It hasn't been that great of a year for Penny Marshall. Her film, Riding in Cars With Boys, received a lot of hype but failed to break through at the box office. The director of Big, A League of Their Own and Awakenings is nevertheless nonplussed by Hollywood's fickle tastes.
Her next project will be a labor of love if she can pull it off. Marshall wants to make a documentary about Magic Johnson and the Los Angeles Lakers. The film would chronicle the team and the NBA as seen through Johnson's eyes.
Considering what a fan Marshall has been of the team, the project is right up her alley — or down her court.
"These kids go around today wearing the sneakers and they have no idea who the people are whose names are on them. So it's going to be educational for them and a history lesson."
Marshall — who otherwise says she has no plans for a new feature film right now — will pitch the idea to Johnson in the next few days. If her history with sports movies is any indication — A League of Their Own was on target, which is why it's lasted and grown in popularity — this should be a slam dunk.
Ron Howard's A Beautiful Mind is still picking up trouble wherever it goes. I can't imagine — no pun intended — that nice guy Howard ever envisioned himself in so many controversies.
The newest wrinkle popped up on the Drudge Report yesterday, when a close examination of Sylvia Nasar's biography of Nobel Prize winner John Nash turned up some new revelations. (At this point, Nasar's book has been looked at more closely than the Magna Carta!)

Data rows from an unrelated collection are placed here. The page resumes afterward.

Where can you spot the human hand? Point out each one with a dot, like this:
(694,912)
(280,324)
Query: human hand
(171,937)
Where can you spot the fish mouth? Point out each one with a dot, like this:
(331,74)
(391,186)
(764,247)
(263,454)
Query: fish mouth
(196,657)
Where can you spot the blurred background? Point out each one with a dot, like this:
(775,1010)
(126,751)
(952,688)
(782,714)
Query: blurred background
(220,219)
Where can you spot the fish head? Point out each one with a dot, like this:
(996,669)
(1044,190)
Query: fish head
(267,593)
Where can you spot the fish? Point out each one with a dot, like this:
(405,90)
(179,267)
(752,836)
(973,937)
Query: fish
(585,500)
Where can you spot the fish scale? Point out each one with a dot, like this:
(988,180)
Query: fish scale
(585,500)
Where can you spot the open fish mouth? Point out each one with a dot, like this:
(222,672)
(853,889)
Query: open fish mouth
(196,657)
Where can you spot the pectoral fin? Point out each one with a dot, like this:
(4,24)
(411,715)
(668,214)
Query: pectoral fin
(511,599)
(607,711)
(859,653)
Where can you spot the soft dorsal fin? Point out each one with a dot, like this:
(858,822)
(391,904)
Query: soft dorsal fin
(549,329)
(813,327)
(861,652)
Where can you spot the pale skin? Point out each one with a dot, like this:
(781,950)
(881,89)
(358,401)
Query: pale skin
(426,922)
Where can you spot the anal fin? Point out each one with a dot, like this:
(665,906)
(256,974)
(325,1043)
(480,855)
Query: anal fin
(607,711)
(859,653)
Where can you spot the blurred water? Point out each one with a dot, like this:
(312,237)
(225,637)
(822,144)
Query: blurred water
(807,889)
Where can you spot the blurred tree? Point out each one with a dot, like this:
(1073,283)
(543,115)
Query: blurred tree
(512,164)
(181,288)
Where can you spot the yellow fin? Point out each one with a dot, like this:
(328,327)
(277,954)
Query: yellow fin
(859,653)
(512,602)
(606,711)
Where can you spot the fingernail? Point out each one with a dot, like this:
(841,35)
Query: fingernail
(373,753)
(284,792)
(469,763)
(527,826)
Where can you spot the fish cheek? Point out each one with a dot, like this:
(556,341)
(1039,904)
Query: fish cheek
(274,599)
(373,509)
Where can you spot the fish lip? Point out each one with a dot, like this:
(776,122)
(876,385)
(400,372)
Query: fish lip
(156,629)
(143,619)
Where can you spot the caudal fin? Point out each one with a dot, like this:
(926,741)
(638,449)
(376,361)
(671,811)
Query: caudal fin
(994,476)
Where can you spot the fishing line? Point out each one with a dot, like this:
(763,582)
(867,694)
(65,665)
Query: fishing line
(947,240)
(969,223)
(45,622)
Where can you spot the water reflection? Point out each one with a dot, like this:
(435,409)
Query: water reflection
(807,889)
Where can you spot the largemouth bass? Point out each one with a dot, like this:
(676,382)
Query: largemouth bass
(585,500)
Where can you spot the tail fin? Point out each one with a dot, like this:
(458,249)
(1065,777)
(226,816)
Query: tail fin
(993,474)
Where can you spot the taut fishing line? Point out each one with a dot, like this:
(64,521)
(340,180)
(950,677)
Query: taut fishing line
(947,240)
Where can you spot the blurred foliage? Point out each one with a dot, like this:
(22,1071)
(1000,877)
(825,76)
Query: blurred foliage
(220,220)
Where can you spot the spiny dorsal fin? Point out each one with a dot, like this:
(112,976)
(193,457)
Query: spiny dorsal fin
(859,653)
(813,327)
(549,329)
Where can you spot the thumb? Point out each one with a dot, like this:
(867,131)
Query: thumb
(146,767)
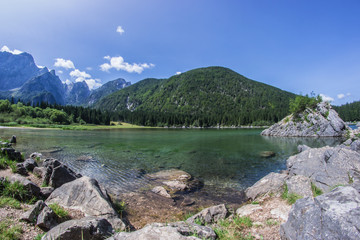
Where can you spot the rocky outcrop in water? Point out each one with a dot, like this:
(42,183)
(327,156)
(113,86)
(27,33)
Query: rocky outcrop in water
(323,121)
(334,215)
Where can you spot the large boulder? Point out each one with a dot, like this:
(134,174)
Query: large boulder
(271,183)
(57,174)
(322,121)
(153,231)
(89,228)
(334,215)
(326,167)
(209,215)
(85,194)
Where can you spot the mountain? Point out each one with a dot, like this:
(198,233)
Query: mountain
(77,93)
(220,94)
(106,89)
(16,69)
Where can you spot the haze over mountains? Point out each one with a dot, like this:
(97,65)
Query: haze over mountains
(21,78)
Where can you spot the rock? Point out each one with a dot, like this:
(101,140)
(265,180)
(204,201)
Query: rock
(12,154)
(89,228)
(320,122)
(13,139)
(326,167)
(32,187)
(20,169)
(30,164)
(152,231)
(267,154)
(46,191)
(161,191)
(271,183)
(209,215)
(57,174)
(85,194)
(176,180)
(39,171)
(302,148)
(32,214)
(299,185)
(334,215)
(36,155)
(47,219)
(248,209)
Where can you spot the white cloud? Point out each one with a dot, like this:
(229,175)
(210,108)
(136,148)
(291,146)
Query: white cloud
(326,98)
(119,64)
(6,49)
(67,64)
(120,30)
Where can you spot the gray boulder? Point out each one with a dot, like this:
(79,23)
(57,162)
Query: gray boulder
(85,194)
(89,228)
(323,121)
(300,185)
(209,215)
(271,183)
(153,231)
(32,187)
(20,169)
(32,214)
(47,219)
(326,167)
(334,215)
(30,164)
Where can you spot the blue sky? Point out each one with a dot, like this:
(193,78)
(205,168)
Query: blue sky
(298,46)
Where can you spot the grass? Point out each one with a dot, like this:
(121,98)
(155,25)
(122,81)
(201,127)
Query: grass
(8,231)
(233,229)
(60,212)
(316,191)
(9,202)
(292,197)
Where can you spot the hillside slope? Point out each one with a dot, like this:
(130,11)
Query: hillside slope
(218,93)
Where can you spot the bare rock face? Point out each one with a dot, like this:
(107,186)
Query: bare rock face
(85,194)
(326,167)
(90,228)
(153,231)
(321,122)
(334,215)
(210,215)
(271,183)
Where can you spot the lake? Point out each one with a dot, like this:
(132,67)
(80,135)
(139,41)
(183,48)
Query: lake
(225,158)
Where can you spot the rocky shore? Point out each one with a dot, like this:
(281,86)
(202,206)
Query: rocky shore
(316,197)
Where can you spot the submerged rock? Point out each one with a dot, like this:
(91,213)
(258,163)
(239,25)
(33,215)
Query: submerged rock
(323,121)
(334,215)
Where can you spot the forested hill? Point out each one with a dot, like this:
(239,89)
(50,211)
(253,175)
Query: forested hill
(349,112)
(215,95)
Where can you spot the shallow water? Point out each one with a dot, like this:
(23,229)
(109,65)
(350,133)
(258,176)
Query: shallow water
(225,158)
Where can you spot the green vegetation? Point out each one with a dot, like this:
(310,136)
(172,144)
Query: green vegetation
(200,98)
(60,212)
(349,112)
(9,231)
(292,197)
(300,103)
(233,229)
(316,191)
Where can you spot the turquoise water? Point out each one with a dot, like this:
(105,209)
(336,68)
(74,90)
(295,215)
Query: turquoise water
(226,158)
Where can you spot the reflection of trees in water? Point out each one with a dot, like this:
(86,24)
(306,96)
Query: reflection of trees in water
(311,142)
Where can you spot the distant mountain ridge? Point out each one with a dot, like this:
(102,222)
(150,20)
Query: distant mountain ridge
(21,78)
(219,94)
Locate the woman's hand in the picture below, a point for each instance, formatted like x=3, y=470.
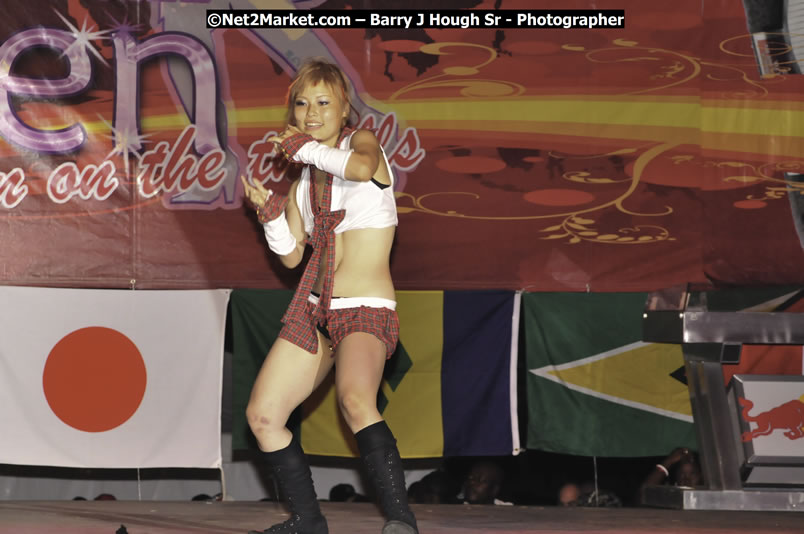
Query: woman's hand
x=284, y=134
x=268, y=204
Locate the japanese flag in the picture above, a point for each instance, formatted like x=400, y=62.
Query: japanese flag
x=111, y=378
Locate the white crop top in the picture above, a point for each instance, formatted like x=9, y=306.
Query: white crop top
x=367, y=205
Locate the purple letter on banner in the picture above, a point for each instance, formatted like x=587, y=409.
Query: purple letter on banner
x=128, y=53
x=11, y=127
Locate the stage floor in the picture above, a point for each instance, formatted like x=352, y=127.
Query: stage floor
x=160, y=517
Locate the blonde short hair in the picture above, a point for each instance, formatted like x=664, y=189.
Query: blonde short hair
x=312, y=72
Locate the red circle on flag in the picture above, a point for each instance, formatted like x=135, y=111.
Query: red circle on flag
x=94, y=379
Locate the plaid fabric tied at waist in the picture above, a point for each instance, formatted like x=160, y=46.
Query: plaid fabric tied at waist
x=323, y=235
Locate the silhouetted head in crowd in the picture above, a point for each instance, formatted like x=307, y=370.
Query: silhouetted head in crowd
x=687, y=472
x=483, y=483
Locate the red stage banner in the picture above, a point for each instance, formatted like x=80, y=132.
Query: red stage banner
x=550, y=159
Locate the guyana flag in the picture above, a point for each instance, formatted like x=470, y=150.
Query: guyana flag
x=594, y=388
x=448, y=390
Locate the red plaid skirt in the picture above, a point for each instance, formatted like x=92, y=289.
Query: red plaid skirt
x=382, y=323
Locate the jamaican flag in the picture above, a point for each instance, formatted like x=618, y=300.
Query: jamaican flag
x=448, y=390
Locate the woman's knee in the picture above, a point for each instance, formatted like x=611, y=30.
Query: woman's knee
x=263, y=420
x=356, y=407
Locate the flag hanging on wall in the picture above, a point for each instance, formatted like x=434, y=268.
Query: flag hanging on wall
x=594, y=388
x=111, y=378
x=448, y=390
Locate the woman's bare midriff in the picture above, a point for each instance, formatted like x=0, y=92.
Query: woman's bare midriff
x=361, y=264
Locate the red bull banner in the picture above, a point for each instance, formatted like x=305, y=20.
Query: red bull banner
x=614, y=146
x=770, y=428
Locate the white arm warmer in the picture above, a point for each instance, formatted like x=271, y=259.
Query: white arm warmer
x=328, y=159
x=277, y=233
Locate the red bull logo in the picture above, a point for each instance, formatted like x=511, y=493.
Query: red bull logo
x=788, y=416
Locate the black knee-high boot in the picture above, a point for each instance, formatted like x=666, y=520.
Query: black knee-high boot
x=292, y=473
x=384, y=468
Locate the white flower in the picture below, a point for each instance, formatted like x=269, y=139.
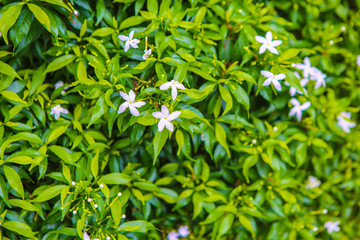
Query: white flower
x=297, y=109
x=184, y=231
x=60, y=84
x=318, y=76
x=129, y=41
x=173, y=236
x=344, y=121
x=166, y=118
x=303, y=83
x=332, y=226
x=130, y=103
x=306, y=67
x=86, y=236
x=313, y=182
x=268, y=43
x=57, y=110
x=272, y=78
x=174, y=85
x=147, y=53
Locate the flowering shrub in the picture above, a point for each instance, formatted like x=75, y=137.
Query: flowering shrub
x=146, y=119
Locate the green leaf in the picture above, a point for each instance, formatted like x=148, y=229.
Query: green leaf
x=8, y=19
x=49, y=193
x=116, y=178
x=131, y=21
x=100, y=108
x=19, y=228
x=14, y=180
x=8, y=70
x=116, y=212
x=159, y=142
x=40, y=15
x=225, y=94
x=12, y=96
x=56, y=133
x=221, y=137
x=60, y=62
x=249, y=162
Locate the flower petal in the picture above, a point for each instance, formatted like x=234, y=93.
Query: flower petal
x=131, y=96
x=123, y=37
x=138, y=104
x=277, y=85
x=262, y=49
x=123, y=107
x=165, y=86
x=174, y=115
x=164, y=110
x=268, y=36
x=157, y=115
x=131, y=35
x=124, y=96
x=133, y=110
x=173, y=92
x=161, y=124
x=260, y=39
x=169, y=125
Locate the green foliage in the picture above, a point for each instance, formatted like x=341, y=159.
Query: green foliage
x=79, y=155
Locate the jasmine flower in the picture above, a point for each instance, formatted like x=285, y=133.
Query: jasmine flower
x=57, y=110
x=130, y=103
x=184, y=231
x=306, y=67
x=332, y=226
x=344, y=121
x=313, y=182
x=268, y=43
x=272, y=78
x=129, y=41
x=174, y=86
x=303, y=83
x=173, y=236
x=298, y=108
x=166, y=118
x=147, y=53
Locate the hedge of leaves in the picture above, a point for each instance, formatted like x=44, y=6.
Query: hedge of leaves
x=147, y=119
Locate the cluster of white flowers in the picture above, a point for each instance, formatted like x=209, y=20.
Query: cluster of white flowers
x=183, y=231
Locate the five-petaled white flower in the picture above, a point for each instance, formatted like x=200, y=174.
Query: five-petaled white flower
x=298, y=108
x=303, y=83
x=305, y=67
x=272, y=78
x=57, y=110
x=129, y=41
x=184, y=231
x=147, y=53
x=318, y=76
x=268, y=43
x=173, y=236
x=60, y=84
x=313, y=182
x=174, y=85
x=166, y=118
x=344, y=121
x=332, y=226
x=130, y=103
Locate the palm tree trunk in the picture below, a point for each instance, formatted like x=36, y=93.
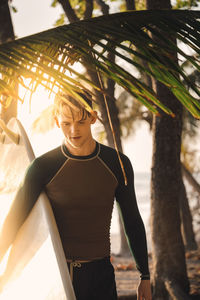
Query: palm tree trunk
x=6, y=35
x=191, y=180
x=186, y=221
x=169, y=265
x=167, y=244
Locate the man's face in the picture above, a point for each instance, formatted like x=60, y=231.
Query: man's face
x=76, y=130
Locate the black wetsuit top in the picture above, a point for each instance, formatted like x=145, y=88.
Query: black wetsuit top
x=82, y=190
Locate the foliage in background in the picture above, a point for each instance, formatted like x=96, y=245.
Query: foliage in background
x=47, y=58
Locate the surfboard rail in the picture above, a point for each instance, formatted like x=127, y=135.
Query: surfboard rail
x=37, y=267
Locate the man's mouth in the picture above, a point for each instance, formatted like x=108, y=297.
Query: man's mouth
x=75, y=137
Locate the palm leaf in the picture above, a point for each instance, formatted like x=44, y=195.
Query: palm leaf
x=47, y=58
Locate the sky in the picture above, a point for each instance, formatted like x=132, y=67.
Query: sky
x=35, y=16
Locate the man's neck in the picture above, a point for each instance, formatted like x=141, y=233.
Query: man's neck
x=84, y=150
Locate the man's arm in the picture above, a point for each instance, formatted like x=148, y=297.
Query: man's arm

In addition to Nash's possible homosexuality and definite extramarital affair — which produced a son not mentioned in the movie — Nasar's book also implies that Nash was an anti-Semite. "The root of all evil, as far as my personal life is concerned (life history) are Jews," John Nash wrote in a letter in 1967. This is on page 326 of A Beautiful Mind: The Life of the Mathematical Genius and Nobel Laureate John Nash.
Taking this stuff out of the movie must have really been tough for screenwriter Akiva Goldsman, whose parents are Holocaust survivors. Nevertheless, Goldsman managed to skip right over this from Nasar: "Before the 1967 Arab-Israeli war, [Nash] explained, he was a left-wing Palestinian Arab refugee, a member of the PLO, and a refugee making a 'g indent' in Israel's border, petitioning Arab nations to protect him from 'falling under the power of the Israeli state.'"
Nash, Nasar writes, "became obsessed with the state of Israel and talked about 'Krypto-Zionist conspiracies.'"
There's something weird about A Beautiful Mind. It's a movie on autopilot for self-destruction. Between the revelations about Nash and Russell Crowe's bad behavior at the British Academy Awards, it's slowly becoming the Gary Condit of movies.
To all the people who crowed about Britney Spears' movie doing so much better than Mariah Carey's Glitter, I have bad news for you. Crossroads has dropped out of the box-office top 10 with a little less than $30 million in the till.
If Crossroads had been an album and not movie, that $30 mil would have been just fine. But the movie's lack of "legs" is certainly an indicator that we won't be seeing Spears carrying a film again anytime soon.
Meanwhile, Kevin Costner's Dragonfly is limping through its last big week of release with a $20 million take. I guess that pays his salary, but what of the rest of the $60 million budget? Hopefully, Dragonfly will translate into foreign languages and video rentals.